Learn more about Prayer Beads
The sentiment and deep history of the use and creation of Prayer Beads dates back thousands of years. Augmenting Prayer Beads into your jewelry designs and interior design projects will add the refined touch of spirituality and reverence that you’ve been looking for. At The Bead Chest we have a plethora of choices when it comes to Prayer Beads! From our ornate brass prayer beads to our intricate hand carved and engraved shell and coral prayer beads and from our elaborate glass prayer beads to our striking bone prayer beads we have the perfect strand for every kind of design project.
The existence of Prayer Beads dates all the back to 5,000 BC. Prayer Beads can be seen depicted in ancient murals and paintings from Greece and India. From the 3rd to 5th centuries many Christians used pebbles, stones and knotted ropes as Prayer Beads. These ancient forms of Prayer Beads were referred to as paternosters. They were used to count repetitions of the Lord’s Prayer. As time went on Roman Catholics and Anglicans started using Prayer Beads and the traditional 59 bead rosary was created. At the time many Catholic artisans started creating intricate prayer beads and rosaries strands on chains of gold and silver using stones like amethyst, glass, rose quartz, black onyx, pearl and obsidian as accent beads.
In Islam prayer beads are referred to as Misbaha, Sibha and Tasbih. They usually contain 99 beads and are used to count while saying a prayer to Allah. Many Sikh worshipers use mala prayer beads when reciting prayer verses from the Guru Granth Sahib. It is customary in Sikh culture to wear prayer beads around the wrist and around turbans. In Hinduism prayer beads have also been used for hundreds of years. Hinduism practitioners call their version of prayer beads japa mala. Japa malas are used to aid in counting when repeating Hindu mantras. Countries all over across East Asia also have used prayer beads throughout history. The Chinese refer to prayer beads as Shuzhu and the Japanese refer to prayer beads as Juzu. Mala beads are also used in many Tibetan Buddhist practices.
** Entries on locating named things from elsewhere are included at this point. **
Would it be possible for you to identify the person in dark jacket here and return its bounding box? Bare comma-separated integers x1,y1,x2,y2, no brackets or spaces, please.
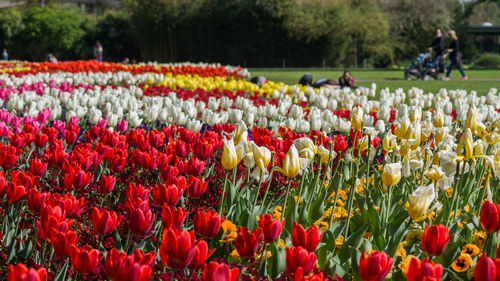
444,30,467,81
428,28,444,57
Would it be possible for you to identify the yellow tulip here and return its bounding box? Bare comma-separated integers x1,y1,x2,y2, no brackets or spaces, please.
424,165,444,181
407,184,436,222
411,121,422,150
293,137,318,160
394,116,411,140
382,163,401,186
221,139,248,170
457,128,474,160
434,128,448,144
351,107,363,130
252,143,271,179
382,131,398,151
278,145,300,178
465,106,478,131
233,121,248,143
432,108,444,128
410,107,422,123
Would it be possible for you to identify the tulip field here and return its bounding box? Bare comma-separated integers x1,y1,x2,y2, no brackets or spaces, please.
0,61,500,281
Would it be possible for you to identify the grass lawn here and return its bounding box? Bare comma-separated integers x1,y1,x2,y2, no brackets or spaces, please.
250,69,500,95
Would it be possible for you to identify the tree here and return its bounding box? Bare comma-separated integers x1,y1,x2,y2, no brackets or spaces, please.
17,6,84,60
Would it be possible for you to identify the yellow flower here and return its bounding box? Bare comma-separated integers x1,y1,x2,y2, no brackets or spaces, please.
314,221,328,232
351,106,363,130
273,206,282,220
396,241,406,260
424,165,444,182
222,139,247,170
451,254,472,272
382,163,401,186
462,244,481,257
221,220,236,233
457,129,474,161
394,116,411,140
278,239,287,249
432,108,444,128
407,184,436,222
233,121,248,143
335,235,344,248
398,255,415,277
405,229,424,245
278,145,300,178
474,231,486,246
229,249,240,260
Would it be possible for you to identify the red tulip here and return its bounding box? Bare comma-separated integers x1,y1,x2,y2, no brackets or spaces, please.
293,266,324,281
35,134,49,148
30,158,47,177
286,247,317,276
480,200,500,233
187,176,208,199
422,224,452,257
193,209,221,239
160,227,196,269
69,245,102,275
50,221,78,258
7,183,28,204
125,183,150,201
28,188,50,214
406,258,443,281
4,263,47,281
185,157,205,177
90,207,121,236
292,222,323,252
161,205,188,230
474,253,499,281
99,176,116,194
188,240,215,270
234,227,264,258
0,171,8,198
201,261,240,281
128,201,156,236
49,193,85,218
153,183,185,206
359,251,393,281
259,214,283,243
104,248,156,281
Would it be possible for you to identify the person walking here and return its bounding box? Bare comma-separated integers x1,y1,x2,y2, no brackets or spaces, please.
427,28,444,57
94,41,102,62
443,30,467,81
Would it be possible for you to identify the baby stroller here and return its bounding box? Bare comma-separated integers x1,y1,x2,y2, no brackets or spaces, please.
405,53,446,80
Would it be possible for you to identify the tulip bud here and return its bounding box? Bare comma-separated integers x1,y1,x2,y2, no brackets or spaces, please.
359,251,393,281
406,257,443,281
474,254,500,281
479,200,500,233
381,163,402,186
279,145,300,178
422,224,452,257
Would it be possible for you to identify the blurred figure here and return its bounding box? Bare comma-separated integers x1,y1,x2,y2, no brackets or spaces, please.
427,28,444,57
339,70,354,88
443,30,467,81
94,41,102,62
47,53,57,63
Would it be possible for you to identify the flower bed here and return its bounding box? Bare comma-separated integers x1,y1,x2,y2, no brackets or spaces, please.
0,61,500,281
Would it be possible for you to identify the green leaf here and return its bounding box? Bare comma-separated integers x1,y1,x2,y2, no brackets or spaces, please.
267,243,286,279
54,258,69,281
338,225,369,263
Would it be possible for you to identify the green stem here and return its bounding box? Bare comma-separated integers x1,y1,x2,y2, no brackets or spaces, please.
219,171,229,216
On top of being absolutely beautiful many users and wearers of Prayer Beads attach different meanings to the many colors and forms that they come in. Red prayer beads are said to be grounding and energizing. Pink prayer beads are said to help balance emotions and encourage unconditional love. Orange prayer beads are for stimulating creativity and stress relief. Yellow prayer beads are said to have a uplifting energy that inspires wisdom. Green prayer beads are said to help connect the wearer with mother earth and soothe the mind. Blue prayer beads are said to protect the wearer from negative energy. Purple prayer beads are said to be calming and help foster self confidence. Black prayer beads are said to give the wearer serenity and good fortune. White prayer beads are said to dispel negativity and give the wearer better balance. Brown and wood prayer beads are said to inspire maturity and emotional healing.
With so many amazing options in all colors from so many different cultures we know we have the perfect prayer bead strand for you! So please feel free to get lost in this curated section. We can’t wait to see how you use your new prayer beads.